Integrating R and julia for parallel processing in the cloud
The aim of the following (yet unfinished) set of posts is to provide an introductory tutorial for using the languages R and julia together, not only on your local machine but in the cloud (allowing for parallel computing). This is a workflow that I'm currently creating for myself, so I'll discuss why each of these steps might be useful for your own projects.
As a statistician, R is my day-to-day language of choice. It's a what I'm comfortable with and (mostly) provides the functionality that a statistician/data scientist might need. In the project I'm currently working on, however, R becomes infeasible as a language base because it's just too slow for the computationally intensive, iterative simulations that I need to run (and many instances of this simulation are required).
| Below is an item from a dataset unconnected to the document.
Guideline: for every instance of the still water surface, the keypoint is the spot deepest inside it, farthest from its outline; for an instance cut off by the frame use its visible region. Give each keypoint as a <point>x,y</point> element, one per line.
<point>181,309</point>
Julia is relatively new language (version 1.0 was released in August 2018) that aims to provide "the speed of C with dynamism of Ruby...with true macros like Lisp, but with the obvious, familiar mathematical notation like Matlab...as usable for general programming as Python, as easy for statistics as R, as natural for string processing as Perl, as powerful for linear algebra as Matlab, as good at gluing programs together as the shell."
This is a pretty ambitious list of requirements, and I would not say is fully met in version 1.0, however, my experience of julia has been that it is very fast and as an R user with little background in programming, fairly easy to pick up. If you are interested in learning more about julia, the learning pages of their website have a wealth of information and usually include a monthly 'intro' video that you can watch at any time. For my current work, using julia for the intensive, iterative simulations has made this project feasible - taking a instance that may take over 20 minutes in R to under 20 seconds in julia. However, I haven't managed to make the full switch to julia because I also need to use statistical techniques such as generalised, random effect linear modelling on the outputs from these simulations, and the linear modelling packages of julia are not quite there yet on the usability front (though I'm sure in a year or so they could be).
With that in mind, I've chosen to use both R and julia together, making use of the R package JuliaCall to integrate these two languages. This post gives a quick demonstration on how to get started with this package.
This presentation walks you through how to implement embarrassingly parallel problems in parallel on both your local machine and in the cloud using Azure web services, based on a tutorial by David Smith.